Steaming Cup: A Brief History, 1982-2019
January 24 – February 28, 2019
460C Harrison Avenue
Boston, MA 02118
Much of Aaron Fink’s artistic practice revolves around the intensive exploration of a single image – a flower, a historical or literary figure or a food item, for example. For decades, Fink has investigated the image of a coffee cup with steam arising from the presumed hot liquid within. It began with a memory: Fink’s attempt to document a moment in a Parisian café at night when the yellow headlights of passing cars reflected off the white coffee cup that sat before him. Why did that moment stand out as meriting this form of documentation? Was it sentimental, or purely visual, or a combination of the two? How is it that certain mundane encounters capture our imagination?

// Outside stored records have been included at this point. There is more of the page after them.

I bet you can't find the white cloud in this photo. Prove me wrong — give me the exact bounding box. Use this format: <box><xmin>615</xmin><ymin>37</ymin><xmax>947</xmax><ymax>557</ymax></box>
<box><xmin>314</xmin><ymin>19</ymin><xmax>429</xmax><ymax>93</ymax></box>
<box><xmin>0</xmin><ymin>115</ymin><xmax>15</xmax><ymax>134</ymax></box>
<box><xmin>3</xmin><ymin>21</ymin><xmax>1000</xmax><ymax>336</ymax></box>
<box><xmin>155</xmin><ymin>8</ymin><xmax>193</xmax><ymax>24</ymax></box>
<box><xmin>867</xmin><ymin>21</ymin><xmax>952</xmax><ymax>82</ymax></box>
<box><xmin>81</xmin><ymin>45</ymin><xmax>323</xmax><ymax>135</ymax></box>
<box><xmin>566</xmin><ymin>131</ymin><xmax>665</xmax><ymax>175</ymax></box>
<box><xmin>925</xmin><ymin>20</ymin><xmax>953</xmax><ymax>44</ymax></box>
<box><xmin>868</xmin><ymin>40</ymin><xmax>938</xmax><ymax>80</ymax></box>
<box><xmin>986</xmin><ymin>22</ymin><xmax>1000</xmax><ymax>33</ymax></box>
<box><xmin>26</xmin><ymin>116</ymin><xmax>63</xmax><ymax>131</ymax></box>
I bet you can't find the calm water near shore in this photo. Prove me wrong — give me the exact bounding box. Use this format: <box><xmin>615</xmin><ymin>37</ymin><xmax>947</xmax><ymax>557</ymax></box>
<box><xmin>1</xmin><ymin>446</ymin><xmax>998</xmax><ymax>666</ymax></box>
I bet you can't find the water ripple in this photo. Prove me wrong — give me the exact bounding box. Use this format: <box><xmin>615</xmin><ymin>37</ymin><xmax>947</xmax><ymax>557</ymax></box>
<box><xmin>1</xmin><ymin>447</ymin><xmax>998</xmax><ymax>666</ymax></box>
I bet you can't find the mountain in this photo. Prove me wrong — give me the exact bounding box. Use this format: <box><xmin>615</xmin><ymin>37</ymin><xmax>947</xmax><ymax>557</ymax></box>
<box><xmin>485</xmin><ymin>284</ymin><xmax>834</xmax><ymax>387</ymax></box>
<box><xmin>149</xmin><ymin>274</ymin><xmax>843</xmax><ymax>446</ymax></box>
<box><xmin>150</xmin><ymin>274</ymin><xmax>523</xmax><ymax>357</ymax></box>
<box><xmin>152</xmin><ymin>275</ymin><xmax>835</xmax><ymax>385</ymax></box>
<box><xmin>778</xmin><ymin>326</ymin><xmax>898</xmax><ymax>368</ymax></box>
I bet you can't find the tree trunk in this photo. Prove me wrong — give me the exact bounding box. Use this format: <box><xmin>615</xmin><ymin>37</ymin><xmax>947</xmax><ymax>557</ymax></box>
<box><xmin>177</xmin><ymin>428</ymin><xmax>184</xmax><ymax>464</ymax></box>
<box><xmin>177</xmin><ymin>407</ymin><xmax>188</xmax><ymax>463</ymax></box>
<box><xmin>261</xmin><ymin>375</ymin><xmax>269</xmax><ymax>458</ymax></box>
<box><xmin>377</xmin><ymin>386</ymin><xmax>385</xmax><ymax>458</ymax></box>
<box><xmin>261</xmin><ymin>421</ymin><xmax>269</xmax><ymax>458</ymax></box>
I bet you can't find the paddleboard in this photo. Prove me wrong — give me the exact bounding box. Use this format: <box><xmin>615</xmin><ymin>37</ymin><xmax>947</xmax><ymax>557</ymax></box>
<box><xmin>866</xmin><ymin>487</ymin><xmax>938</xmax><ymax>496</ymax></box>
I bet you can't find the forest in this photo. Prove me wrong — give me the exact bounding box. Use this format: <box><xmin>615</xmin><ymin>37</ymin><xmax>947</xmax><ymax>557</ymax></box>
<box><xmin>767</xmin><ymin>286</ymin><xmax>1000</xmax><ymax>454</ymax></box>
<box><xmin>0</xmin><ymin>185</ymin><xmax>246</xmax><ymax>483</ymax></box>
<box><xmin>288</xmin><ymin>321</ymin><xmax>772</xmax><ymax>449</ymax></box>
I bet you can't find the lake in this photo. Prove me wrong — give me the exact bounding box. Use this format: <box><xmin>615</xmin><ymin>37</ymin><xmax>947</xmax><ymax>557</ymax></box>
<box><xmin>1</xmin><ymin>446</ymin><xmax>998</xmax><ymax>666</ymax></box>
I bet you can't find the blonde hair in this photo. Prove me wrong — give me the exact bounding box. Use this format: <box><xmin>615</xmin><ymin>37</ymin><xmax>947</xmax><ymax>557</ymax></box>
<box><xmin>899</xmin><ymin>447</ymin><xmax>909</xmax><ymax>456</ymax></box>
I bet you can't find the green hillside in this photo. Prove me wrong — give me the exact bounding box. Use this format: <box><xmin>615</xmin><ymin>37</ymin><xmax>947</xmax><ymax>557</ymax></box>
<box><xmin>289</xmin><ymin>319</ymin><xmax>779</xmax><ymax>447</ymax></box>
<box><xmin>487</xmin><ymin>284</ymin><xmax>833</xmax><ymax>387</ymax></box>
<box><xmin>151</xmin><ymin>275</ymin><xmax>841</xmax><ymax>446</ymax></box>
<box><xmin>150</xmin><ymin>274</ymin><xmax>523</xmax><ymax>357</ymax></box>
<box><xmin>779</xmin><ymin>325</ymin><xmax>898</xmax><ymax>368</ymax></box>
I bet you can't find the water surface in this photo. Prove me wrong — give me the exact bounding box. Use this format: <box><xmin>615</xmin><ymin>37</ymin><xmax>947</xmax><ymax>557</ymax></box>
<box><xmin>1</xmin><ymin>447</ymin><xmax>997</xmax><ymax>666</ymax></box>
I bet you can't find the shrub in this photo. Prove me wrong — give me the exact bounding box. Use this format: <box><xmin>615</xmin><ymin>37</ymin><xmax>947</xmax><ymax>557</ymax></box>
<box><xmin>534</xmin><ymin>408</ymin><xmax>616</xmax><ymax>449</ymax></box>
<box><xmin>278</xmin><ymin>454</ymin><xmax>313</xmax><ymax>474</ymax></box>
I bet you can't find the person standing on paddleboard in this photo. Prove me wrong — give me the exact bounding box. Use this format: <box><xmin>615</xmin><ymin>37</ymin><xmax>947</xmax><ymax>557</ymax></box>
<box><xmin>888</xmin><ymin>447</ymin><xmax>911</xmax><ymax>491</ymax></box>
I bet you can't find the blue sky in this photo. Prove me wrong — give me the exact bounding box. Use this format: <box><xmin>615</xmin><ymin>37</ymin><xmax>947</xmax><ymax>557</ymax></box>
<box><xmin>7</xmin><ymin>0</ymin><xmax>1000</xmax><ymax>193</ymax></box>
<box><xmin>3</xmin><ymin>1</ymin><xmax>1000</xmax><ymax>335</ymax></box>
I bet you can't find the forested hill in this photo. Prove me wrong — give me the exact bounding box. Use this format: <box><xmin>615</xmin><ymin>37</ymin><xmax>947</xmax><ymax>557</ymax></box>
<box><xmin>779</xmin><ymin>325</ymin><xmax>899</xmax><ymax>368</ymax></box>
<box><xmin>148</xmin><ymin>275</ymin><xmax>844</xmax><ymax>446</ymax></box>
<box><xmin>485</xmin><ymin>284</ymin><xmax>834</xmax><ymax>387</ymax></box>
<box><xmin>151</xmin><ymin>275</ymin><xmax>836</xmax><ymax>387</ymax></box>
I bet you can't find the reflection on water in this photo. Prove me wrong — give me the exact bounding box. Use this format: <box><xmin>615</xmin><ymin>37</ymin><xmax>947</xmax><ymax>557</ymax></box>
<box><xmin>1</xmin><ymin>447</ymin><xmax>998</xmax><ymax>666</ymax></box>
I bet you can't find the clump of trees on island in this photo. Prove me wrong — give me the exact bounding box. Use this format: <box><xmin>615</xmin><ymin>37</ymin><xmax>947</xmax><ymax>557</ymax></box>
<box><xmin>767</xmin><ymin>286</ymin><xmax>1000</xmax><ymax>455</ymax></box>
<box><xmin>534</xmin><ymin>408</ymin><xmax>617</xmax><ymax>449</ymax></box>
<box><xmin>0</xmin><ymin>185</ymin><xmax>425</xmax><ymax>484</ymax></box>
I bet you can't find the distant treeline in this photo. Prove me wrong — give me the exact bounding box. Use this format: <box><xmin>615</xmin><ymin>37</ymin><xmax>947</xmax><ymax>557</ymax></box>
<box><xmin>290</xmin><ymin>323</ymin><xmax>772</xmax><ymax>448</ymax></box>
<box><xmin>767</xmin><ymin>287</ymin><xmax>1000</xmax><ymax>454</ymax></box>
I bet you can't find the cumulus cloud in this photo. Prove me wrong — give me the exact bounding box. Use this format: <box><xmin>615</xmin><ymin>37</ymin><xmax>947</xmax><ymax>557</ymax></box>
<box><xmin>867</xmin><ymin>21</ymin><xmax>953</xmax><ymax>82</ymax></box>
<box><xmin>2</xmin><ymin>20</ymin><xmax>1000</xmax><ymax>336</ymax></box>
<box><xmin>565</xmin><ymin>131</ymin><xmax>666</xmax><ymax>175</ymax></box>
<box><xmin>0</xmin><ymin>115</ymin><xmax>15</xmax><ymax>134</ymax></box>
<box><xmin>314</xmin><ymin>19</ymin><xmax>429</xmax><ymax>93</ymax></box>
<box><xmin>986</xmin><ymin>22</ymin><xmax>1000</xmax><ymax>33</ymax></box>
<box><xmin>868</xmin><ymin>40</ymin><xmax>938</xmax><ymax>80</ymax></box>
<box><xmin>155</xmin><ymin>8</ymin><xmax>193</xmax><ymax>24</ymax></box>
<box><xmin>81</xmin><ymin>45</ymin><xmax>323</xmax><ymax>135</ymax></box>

In Fink’s work the mundane becomes the monumental and the simple object embodies all that matters about his artistic inquiry. Fink’s early “cups” play with notions of volume and flatness. The steam might imitate ocean foam (a holdover from his early “wave” paintings) or rise in snake-like bands, the ethereal made concrete. In later works the steam seems to overtake the cup as more of the picture plane is devoted to the explosion of color and movement that Fink draws out. In the 1990s, as he began to examine scholar’s rocks (gongshi) as subject matter, the steam began to echo both the sculptural forms of the rocks as well as their randomness. The most recent works continue Fink’s exploration of how paint, dripped, scraped or impastoed, can capture the waft of steam from a cup – like a fleeting memory.
The “steaming cup” has grown to be one of Fink’s signature images. This exhibition offers a glimpse of his treatment of the theme over more than 30 years in paintings, works on paper and editioned prints. Fink received his MFA from Yale University and his BFA from the Maryland Institute College of Art. He has exhibited his work worldwide and is represented in numerous museum collections including the National Gallery of Art, Washington, DC, the Metropolitan Museum of Art, New York, the Walker Art Center, Minneapolis, and the Museum of Fine Arts, Boston.